Personal Business Records contain appointment books spanning 1931 to 1961 which record appointments but were also used as notebooks and sketchbooks. Other Business Records include inventories of Graham's books and antiques made by Graham, records of antique-related transactions, wills of Graham and his last wife, Marianne Strate, and extensive personal financial records from the last few years of his life.
Graham's writings are found scattered throughout the collection, as is his artwork. The Writings series is dominated by Graham's lengthy book projects, found in multiple drafts. The author's annotated published works are also found, as well as typescripts of several published essays by and about Graham. Lists, notes, and writings on a wide range of subjects are found on loose pages and in notebooks dated from 1931 to 1961. Among the Printed Materials are many annotated books from Graham's library, some of which contain drawings, and clippings and exhibition catalogs related to Graham's career going back to the 1920s. Reference files of printed ephemera and clippings collected by Graham are found on a variety of subjects, some of which contain pictorial subjects used in Graham's paintings.

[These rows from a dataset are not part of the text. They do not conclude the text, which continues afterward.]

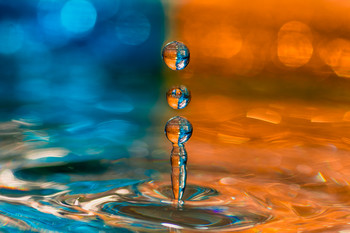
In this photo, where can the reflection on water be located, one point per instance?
(272, 167)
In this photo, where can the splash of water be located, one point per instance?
(178, 130)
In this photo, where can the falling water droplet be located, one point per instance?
(178, 130)
(178, 97)
(176, 55)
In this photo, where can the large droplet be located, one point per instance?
(178, 130)
(176, 55)
(178, 97)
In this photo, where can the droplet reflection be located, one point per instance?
(178, 130)
(176, 55)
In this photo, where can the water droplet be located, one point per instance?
(178, 130)
(178, 97)
(176, 55)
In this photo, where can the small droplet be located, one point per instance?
(178, 130)
(176, 55)
(178, 97)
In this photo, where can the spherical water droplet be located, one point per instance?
(176, 55)
(178, 97)
(178, 130)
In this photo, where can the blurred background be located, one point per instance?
(82, 87)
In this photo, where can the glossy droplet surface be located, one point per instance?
(178, 97)
(178, 130)
(176, 55)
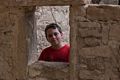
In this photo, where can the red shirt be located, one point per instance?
(56, 55)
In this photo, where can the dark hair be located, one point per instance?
(53, 26)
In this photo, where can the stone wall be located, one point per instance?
(94, 39)
(97, 54)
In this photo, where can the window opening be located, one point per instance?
(43, 16)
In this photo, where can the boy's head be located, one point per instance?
(53, 34)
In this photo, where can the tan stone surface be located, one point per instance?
(94, 38)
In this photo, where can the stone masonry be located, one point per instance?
(94, 40)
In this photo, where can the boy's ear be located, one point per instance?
(62, 33)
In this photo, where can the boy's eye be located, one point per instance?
(55, 34)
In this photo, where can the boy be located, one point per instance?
(58, 51)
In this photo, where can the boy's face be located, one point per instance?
(54, 36)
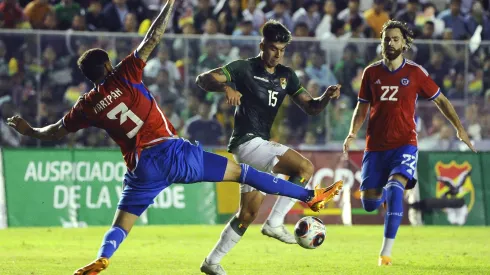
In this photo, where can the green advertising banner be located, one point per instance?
(453, 175)
(77, 188)
(485, 164)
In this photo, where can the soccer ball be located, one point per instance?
(309, 232)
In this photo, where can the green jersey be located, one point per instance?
(262, 95)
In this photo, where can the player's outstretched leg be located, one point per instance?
(300, 170)
(393, 217)
(113, 238)
(214, 172)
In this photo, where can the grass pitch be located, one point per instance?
(161, 250)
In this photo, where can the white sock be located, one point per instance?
(279, 211)
(226, 242)
(386, 248)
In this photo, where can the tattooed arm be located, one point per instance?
(156, 31)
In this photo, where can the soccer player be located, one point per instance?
(391, 87)
(261, 84)
(121, 104)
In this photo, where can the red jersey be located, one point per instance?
(125, 109)
(393, 96)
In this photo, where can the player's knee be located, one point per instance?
(371, 204)
(247, 216)
(306, 169)
(400, 178)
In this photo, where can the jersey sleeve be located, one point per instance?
(233, 70)
(131, 68)
(365, 95)
(294, 86)
(428, 89)
(76, 119)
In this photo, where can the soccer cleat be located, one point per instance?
(384, 260)
(212, 269)
(94, 267)
(279, 233)
(324, 195)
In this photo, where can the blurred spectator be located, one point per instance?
(65, 11)
(162, 62)
(280, 13)
(114, 14)
(478, 17)
(319, 71)
(454, 20)
(94, 17)
(78, 23)
(340, 118)
(11, 14)
(308, 14)
(457, 91)
(257, 14)
(471, 122)
(202, 13)
(409, 13)
(50, 21)
(437, 69)
(130, 23)
(204, 128)
(36, 11)
(347, 70)
(325, 25)
(230, 17)
(376, 17)
(352, 11)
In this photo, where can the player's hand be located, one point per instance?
(19, 124)
(463, 136)
(233, 97)
(333, 91)
(347, 142)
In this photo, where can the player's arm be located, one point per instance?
(54, 131)
(448, 111)
(314, 106)
(155, 32)
(215, 81)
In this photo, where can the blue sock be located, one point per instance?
(273, 185)
(394, 214)
(372, 204)
(112, 239)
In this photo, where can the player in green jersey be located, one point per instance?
(261, 84)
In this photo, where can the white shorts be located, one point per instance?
(260, 154)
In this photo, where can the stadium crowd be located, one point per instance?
(333, 42)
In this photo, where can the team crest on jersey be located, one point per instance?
(404, 81)
(283, 82)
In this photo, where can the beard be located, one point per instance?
(391, 54)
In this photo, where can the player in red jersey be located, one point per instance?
(121, 104)
(390, 89)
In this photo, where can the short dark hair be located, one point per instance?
(274, 31)
(92, 64)
(407, 33)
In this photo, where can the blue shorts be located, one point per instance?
(378, 166)
(173, 161)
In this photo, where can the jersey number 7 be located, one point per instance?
(125, 114)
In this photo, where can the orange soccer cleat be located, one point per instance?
(384, 260)
(94, 267)
(324, 195)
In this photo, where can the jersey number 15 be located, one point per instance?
(125, 114)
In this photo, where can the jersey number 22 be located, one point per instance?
(389, 93)
(125, 114)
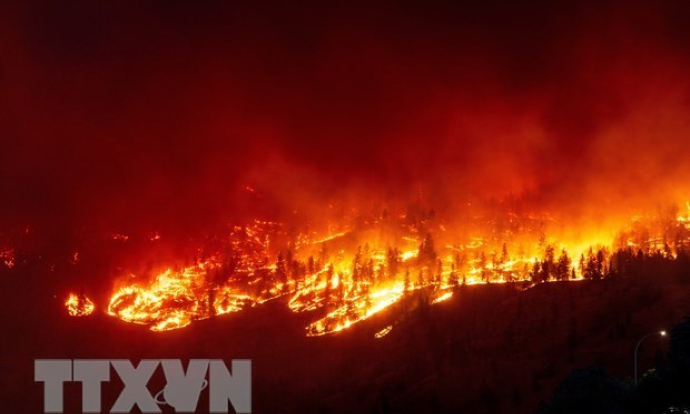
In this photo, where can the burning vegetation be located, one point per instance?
(79, 305)
(351, 273)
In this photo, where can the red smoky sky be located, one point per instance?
(163, 112)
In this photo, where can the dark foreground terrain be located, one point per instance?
(491, 348)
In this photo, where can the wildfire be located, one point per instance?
(344, 285)
(7, 258)
(79, 305)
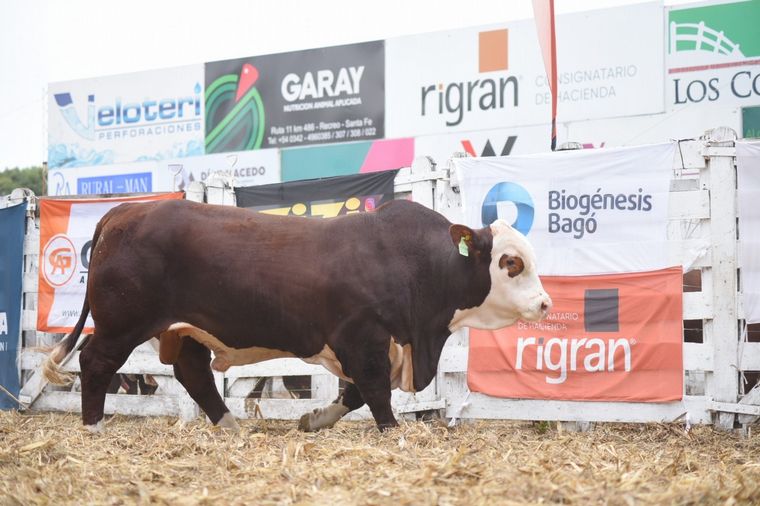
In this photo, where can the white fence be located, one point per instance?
(702, 234)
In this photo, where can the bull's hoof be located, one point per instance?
(228, 422)
(97, 428)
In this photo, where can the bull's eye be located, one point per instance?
(513, 264)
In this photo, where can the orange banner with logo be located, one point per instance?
(608, 338)
(66, 228)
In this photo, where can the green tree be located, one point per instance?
(29, 177)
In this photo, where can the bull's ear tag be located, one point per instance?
(463, 249)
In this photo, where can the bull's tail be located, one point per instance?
(60, 354)
(51, 369)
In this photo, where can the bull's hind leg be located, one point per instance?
(193, 370)
(322, 418)
(101, 357)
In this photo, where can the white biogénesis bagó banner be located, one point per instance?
(152, 115)
(713, 55)
(490, 77)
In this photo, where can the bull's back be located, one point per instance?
(249, 278)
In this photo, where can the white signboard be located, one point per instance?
(152, 115)
(610, 63)
(499, 142)
(247, 168)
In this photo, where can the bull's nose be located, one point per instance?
(546, 305)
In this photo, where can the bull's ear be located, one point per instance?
(464, 238)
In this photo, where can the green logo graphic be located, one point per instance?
(242, 128)
(726, 29)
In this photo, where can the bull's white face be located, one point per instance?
(516, 291)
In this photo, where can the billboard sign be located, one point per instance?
(333, 94)
(714, 55)
(614, 337)
(492, 77)
(150, 115)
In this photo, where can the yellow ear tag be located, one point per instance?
(463, 249)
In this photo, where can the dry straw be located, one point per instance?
(50, 459)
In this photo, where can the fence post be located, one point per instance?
(219, 190)
(196, 192)
(724, 385)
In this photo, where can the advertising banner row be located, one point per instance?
(598, 222)
(615, 330)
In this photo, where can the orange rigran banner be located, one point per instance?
(608, 338)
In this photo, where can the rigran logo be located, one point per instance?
(511, 202)
(235, 118)
(453, 100)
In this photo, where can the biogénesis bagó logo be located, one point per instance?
(125, 118)
(452, 100)
(574, 214)
(710, 40)
(235, 118)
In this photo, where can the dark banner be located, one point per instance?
(11, 268)
(333, 196)
(332, 94)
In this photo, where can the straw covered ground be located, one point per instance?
(49, 459)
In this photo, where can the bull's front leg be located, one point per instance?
(370, 369)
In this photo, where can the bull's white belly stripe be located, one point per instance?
(402, 372)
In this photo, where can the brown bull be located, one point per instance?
(373, 297)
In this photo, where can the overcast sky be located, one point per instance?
(45, 41)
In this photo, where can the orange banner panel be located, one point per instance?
(66, 229)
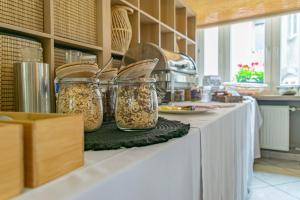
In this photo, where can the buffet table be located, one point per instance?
(213, 162)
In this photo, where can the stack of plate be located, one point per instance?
(140, 69)
(78, 70)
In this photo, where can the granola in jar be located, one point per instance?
(136, 104)
(108, 100)
(81, 96)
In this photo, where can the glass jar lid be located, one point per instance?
(79, 80)
(138, 80)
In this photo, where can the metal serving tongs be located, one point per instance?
(106, 66)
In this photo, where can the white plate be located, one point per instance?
(184, 112)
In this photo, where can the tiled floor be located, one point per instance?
(275, 180)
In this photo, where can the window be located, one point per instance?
(247, 51)
(290, 50)
(211, 48)
(260, 51)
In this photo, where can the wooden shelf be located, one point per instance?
(76, 44)
(146, 18)
(167, 12)
(151, 7)
(191, 50)
(167, 23)
(168, 41)
(191, 27)
(190, 41)
(134, 4)
(166, 28)
(181, 20)
(117, 53)
(181, 44)
(23, 31)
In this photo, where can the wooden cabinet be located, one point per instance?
(167, 23)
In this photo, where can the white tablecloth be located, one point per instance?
(163, 171)
(227, 150)
(168, 171)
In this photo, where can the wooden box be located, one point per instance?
(11, 160)
(228, 99)
(53, 145)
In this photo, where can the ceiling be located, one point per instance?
(211, 12)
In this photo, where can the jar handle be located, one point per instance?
(129, 10)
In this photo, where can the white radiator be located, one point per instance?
(276, 127)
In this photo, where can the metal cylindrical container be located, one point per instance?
(33, 87)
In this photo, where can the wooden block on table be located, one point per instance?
(11, 160)
(53, 145)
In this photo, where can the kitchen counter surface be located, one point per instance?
(277, 98)
(181, 168)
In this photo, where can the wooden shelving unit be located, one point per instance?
(167, 23)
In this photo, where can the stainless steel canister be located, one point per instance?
(33, 87)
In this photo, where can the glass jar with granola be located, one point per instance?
(108, 100)
(81, 95)
(136, 104)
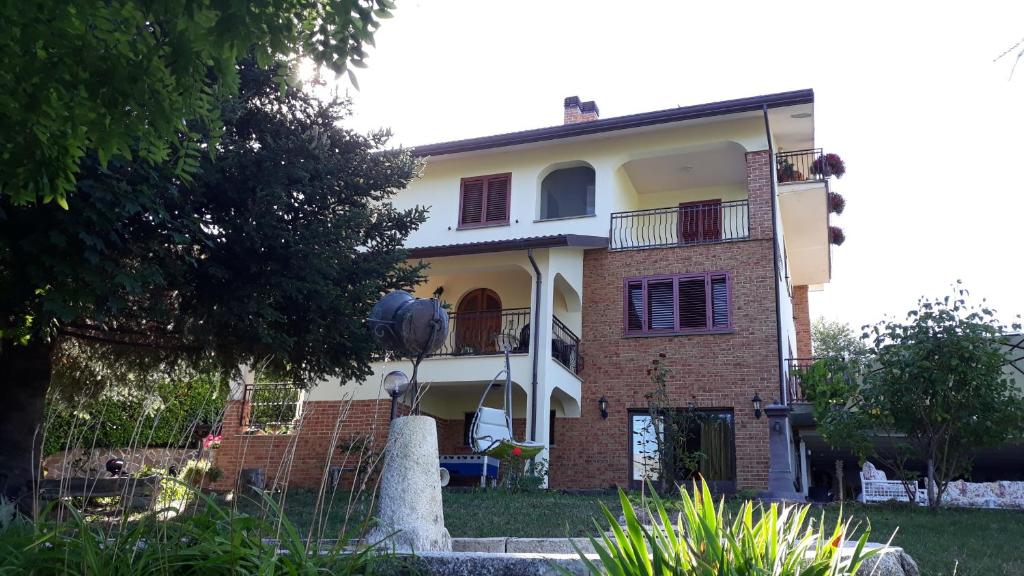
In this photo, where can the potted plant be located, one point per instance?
(836, 203)
(828, 165)
(836, 236)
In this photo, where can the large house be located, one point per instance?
(593, 247)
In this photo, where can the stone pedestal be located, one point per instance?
(411, 515)
(780, 475)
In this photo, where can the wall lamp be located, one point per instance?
(395, 382)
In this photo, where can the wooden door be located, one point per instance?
(477, 321)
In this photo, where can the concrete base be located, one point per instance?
(412, 517)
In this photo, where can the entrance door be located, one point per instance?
(477, 321)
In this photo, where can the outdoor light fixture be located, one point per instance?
(395, 383)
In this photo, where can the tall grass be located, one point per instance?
(777, 540)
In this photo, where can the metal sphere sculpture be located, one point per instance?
(411, 328)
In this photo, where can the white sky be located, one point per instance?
(932, 131)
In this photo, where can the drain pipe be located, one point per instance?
(536, 332)
(774, 246)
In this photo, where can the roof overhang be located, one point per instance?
(554, 241)
(796, 97)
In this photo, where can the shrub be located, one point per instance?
(774, 541)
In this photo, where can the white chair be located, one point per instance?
(875, 487)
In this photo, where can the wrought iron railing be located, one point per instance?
(272, 408)
(480, 333)
(801, 166)
(704, 222)
(565, 346)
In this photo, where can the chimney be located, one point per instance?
(577, 111)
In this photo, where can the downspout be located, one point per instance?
(774, 246)
(537, 344)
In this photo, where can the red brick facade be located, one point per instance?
(802, 319)
(714, 371)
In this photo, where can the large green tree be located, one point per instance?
(122, 77)
(933, 388)
(272, 254)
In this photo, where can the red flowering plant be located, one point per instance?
(212, 442)
(828, 165)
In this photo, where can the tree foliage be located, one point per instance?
(272, 255)
(120, 78)
(935, 388)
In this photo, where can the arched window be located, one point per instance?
(567, 192)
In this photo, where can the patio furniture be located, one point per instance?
(875, 487)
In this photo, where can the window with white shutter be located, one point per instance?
(683, 303)
(484, 201)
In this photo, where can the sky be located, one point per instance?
(931, 129)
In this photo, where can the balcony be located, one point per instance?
(483, 333)
(806, 166)
(698, 222)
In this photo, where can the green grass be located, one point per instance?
(947, 542)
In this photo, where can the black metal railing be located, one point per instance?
(680, 225)
(272, 408)
(801, 166)
(480, 333)
(565, 345)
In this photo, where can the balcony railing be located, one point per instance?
(801, 166)
(270, 408)
(565, 346)
(480, 333)
(685, 224)
(483, 333)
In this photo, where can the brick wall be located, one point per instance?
(721, 371)
(802, 318)
(309, 450)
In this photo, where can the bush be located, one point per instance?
(122, 418)
(773, 541)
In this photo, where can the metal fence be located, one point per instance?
(680, 225)
(800, 166)
(481, 333)
(565, 345)
(273, 408)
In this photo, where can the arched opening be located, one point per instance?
(477, 321)
(567, 192)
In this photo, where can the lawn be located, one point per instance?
(947, 542)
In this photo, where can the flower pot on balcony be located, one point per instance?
(836, 203)
(828, 165)
(836, 236)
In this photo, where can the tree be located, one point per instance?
(830, 338)
(935, 387)
(274, 254)
(119, 78)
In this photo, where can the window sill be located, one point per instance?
(565, 218)
(694, 333)
(487, 224)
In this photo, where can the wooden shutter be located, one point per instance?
(498, 199)
(692, 303)
(471, 204)
(634, 306)
(719, 301)
(660, 305)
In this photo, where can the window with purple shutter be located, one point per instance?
(484, 201)
(684, 303)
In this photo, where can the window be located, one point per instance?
(675, 304)
(484, 201)
(699, 442)
(568, 192)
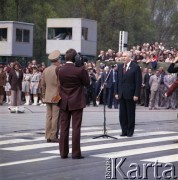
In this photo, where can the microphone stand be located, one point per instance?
(104, 135)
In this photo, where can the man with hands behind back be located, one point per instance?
(127, 90)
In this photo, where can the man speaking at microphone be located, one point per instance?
(127, 90)
(72, 82)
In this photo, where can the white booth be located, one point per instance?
(77, 33)
(16, 39)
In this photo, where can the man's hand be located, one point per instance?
(117, 96)
(135, 98)
(176, 60)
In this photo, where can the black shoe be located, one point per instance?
(52, 140)
(78, 157)
(129, 135)
(64, 157)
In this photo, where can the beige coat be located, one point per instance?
(49, 84)
(154, 83)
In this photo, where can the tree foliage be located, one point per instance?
(145, 20)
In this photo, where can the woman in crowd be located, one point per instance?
(34, 84)
(26, 85)
(2, 83)
(7, 86)
(15, 80)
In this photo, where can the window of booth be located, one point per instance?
(60, 33)
(84, 33)
(3, 34)
(22, 35)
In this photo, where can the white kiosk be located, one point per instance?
(16, 39)
(77, 33)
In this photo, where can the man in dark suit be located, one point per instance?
(147, 87)
(128, 91)
(72, 82)
(108, 84)
(15, 80)
(172, 69)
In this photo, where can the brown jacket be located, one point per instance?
(49, 83)
(2, 79)
(14, 80)
(72, 82)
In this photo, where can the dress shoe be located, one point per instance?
(129, 135)
(78, 157)
(53, 140)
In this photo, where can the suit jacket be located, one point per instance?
(109, 80)
(2, 79)
(129, 84)
(72, 81)
(168, 81)
(49, 83)
(14, 80)
(154, 83)
(146, 81)
(172, 69)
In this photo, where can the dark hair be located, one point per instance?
(70, 55)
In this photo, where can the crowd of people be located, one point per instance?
(60, 86)
(155, 82)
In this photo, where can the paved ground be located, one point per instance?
(24, 153)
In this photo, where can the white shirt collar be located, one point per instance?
(69, 62)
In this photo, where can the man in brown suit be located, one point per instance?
(2, 83)
(15, 80)
(72, 82)
(49, 90)
(172, 69)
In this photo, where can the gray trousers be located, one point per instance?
(16, 97)
(52, 121)
(171, 101)
(154, 99)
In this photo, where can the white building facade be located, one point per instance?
(16, 39)
(77, 33)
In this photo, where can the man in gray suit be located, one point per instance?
(50, 84)
(169, 79)
(154, 83)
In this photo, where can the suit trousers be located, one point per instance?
(154, 99)
(127, 116)
(52, 121)
(173, 87)
(16, 97)
(65, 117)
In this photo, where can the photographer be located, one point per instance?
(172, 69)
(72, 82)
(91, 89)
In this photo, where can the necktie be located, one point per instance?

Photographs depict Graham from childhood through his last years in cabinet card portraits, passport photographs, and snapshots. Photographs are also found of his parents, his five wives and four children, and a number of famous friends including Pablo Picasso, Françoise Gilot, their children, and Arshile Gorky. Artwork includes Graham's sketchbooks of 1934, 1960, and 1961, loose sketches, and a collection of file folders with many symbols and illustrations. Also found among the artwork are antique and contemporary prints and drawings collected by Graham.
The papers of John Graham were given to the Archives of American Art in five separate accessions between 1985 and 1988. The bulk of papers were donated by Graham's son, John David Graham, in 1985, with later additions from Patricia Graham, the widow of John David Graham, in 1986, 1987, and 1988, via the Andre Emmerich Gallery, Inc. The Department of Prints and Drawings of the Museum of Modern Art donated more papers and loaned additional materials for microfilming in 1986.
Separated Materials note
The Archives of American Art also holds microfilm of material lent for microfilming (reel 5049) including six volumes of notebooks and several loose sketches. Loaned materials were returned to MoMA and are not described in the collection container inventory.
Funding for the processing and digitization of this collection was provided by the Terra Foundation for American Art
Papers were processed to a preliminary level upon accession, and all but the final accession in 1988 were microfilmed on reels 3616-3620, 3894-3896, and 4042-4045. The collection was re-processed and digitized in 2007-2008 with funding provided by the Terra Foundation for American Art. Researchers should note that the arrangement of the papers and their digital copies is significantly different from the arrangement found on the microfilm copy.